Наши, наши журавли, крепко махая крыльями, шли острым клином чуть выше нас и чуть позади. И, вырвавшись вперед и решительно теряя высоту, приближался ко мне вожак. Если бы не его славянская, слегка курносая физиономия, которая по мере приближения все больше расплывалась в улыбке, можно было расценить маневр как выход на исходную позицию для атаки. Весь он был тяжелый, умудренный, очень внушительный, с широкой грудью и морщинистым клювом, а ветка сирени в углу клюва придавала его облику молодцеватость, нетужимость и даже отвагу какую-то. Нет, с такими ребятами не пропадешь!

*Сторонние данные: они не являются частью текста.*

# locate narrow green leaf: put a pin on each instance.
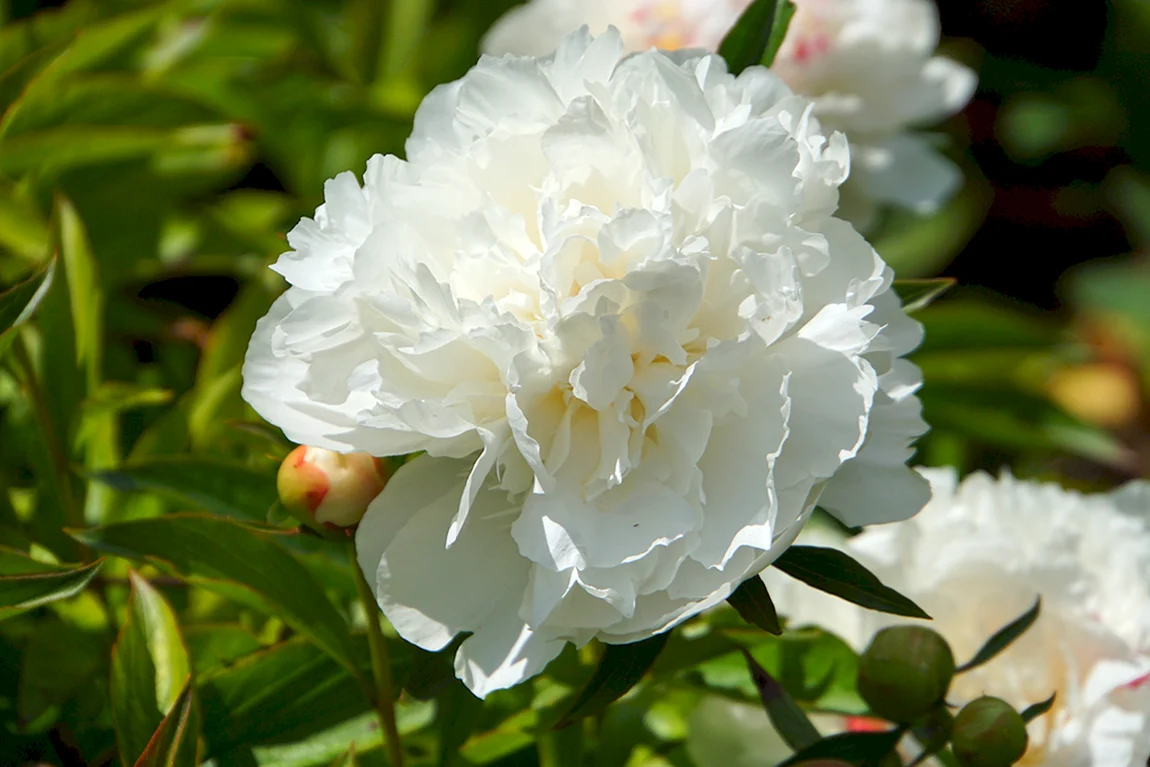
(835, 572)
(1036, 710)
(788, 719)
(238, 561)
(784, 10)
(753, 604)
(150, 667)
(1003, 638)
(175, 743)
(284, 692)
(748, 40)
(919, 293)
(620, 668)
(221, 488)
(25, 583)
(20, 301)
(853, 748)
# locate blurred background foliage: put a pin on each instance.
(152, 154)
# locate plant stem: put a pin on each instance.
(383, 697)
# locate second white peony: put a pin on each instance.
(607, 297)
(976, 558)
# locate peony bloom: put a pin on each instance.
(871, 69)
(538, 27)
(976, 557)
(607, 297)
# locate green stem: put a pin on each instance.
(73, 513)
(383, 697)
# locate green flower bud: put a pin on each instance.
(905, 672)
(321, 486)
(988, 733)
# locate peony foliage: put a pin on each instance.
(459, 384)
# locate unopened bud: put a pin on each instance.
(321, 486)
(988, 733)
(905, 672)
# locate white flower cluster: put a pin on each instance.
(868, 66)
(608, 299)
(975, 558)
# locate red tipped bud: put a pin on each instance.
(321, 486)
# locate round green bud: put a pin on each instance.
(905, 672)
(988, 733)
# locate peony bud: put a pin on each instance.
(988, 733)
(905, 672)
(321, 486)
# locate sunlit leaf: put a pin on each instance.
(238, 561)
(25, 583)
(150, 668)
(835, 572)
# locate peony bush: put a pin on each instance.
(582, 415)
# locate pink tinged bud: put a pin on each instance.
(321, 486)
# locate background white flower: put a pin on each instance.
(976, 557)
(871, 69)
(607, 297)
(536, 28)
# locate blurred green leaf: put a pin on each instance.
(1036, 710)
(620, 668)
(221, 488)
(855, 748)
(289, 691)
(919, 293)
(836, 573)
(176, 742)
(20, 301)
(238, 561)
(25, 583)
(212, 646)
(788, 719)
(150, 669)
(757, 35)
(1003, 638)
(753, 604)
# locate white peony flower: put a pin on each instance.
(871, 69)
(976, 558)
(608, 299)
(537, 28)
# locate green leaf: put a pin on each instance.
(150, 668)
(753, 604)
(788, 719)
(835, 572)
(20, 301)
(238, 561)
(919, 293)
(176, 741)
(1036, 710)
(1003, 638)
(25, 583)
(284, 692)
(220, 488)
(620, 668)
(757, 36)
(853, 748)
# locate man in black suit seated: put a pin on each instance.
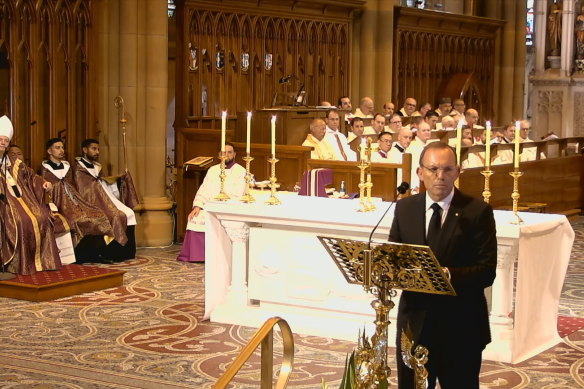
(461, 232)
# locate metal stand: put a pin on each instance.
(222, 196)
(515, 195)
(247, 197)
(487, 187)
(273, 200)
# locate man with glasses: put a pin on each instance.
(409, 107)
(377, 125)
(336, 139)
(461, 232)
(444, 106)
(528, 153)
(394, 123)
(459, 108)
(388, 108)
(384, 142)
(366, 108)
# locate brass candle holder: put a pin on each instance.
(515, 195)
(222, 196)
(363, 207)
(273, 200)
(247, 197)
(368, 187)
(487, 187)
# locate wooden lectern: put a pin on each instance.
(382, 268)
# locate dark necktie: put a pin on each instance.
(55, 166)
(434, 227)
(87, 164)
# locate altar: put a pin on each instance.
(264, 261)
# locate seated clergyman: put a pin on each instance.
(29, 243)
(315, 139)
(91, 229)
(88, 179)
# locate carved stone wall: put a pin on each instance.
(232, 55)
(45, 60)
(431, 48)
(579, 113)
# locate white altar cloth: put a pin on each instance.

— Здорово, братан! — пробасил он и перекинул сирень из угла в угол клюва. — Ну и аппарат у тебя! Ни крыла, ни стабилизатора, ни рева турбин, а мчит — будь здоров! Еле догнали, братан, твою леталку. Сам, что ли, делал? — И, не дожидаясь ответа, он стал рассказывать: — У нас тоже недавно один мужик из Вострякова собрал ножной телевизор на одних болтах. Педали крутишь, он и показывает четыре программы в черно-белом. Мужик позвал инженеров. Инженеры приехали, ничего не понимают. Электричество отключили по всему Вострякову, а он жмет на педали и футбол смотрит до половины пятого утра…
От его милого поселкового говорка защемило сердце, и я вспомнил дом. Знаешь, Андрюха Никитин, ты был совершенно прав, когда отказался составить мне компанию. А я был совершенно не прав, затевая сомнительную экспедицию. Правильно, Андрюха, дома гораздо лучше. Нет-нет, только не вспоминать!..
И, скрывая тоску-печаль, я спросил бодро:
— Как там дома?.. Очень рад вас видеть, честно говоря.
Вне всяких сомнений, это был вожак с богатым жизненным опытом.
— М-да, братан, — посочувствовал он, проницательно на меня поглядев и покачав головой, — ты, видно, давненько дома не был. Соскучился небось по дому?
— Еще как! — сказал я.
— А дома хорошо, братан! — подлил он масла в огонь. — Холодно, но все равно хорошо. Мы вот тоже уже заскучали, хоть нас и много разных, хоть и летим всего восьмые сутки. Зубами уже скрипеть начали! — Он поскрипел клювом, и следом весь косяк тоже громко заскрипел. — Как ностальгия прижучит, поскрипишь, и вроде легче становится. А новостей особенных нет. То солнышко, то моросит, то вдруг снежок — климат совсем испортился, поэтому и пришлось раньше времени удочки сматывать. А у тебя на каком бензине?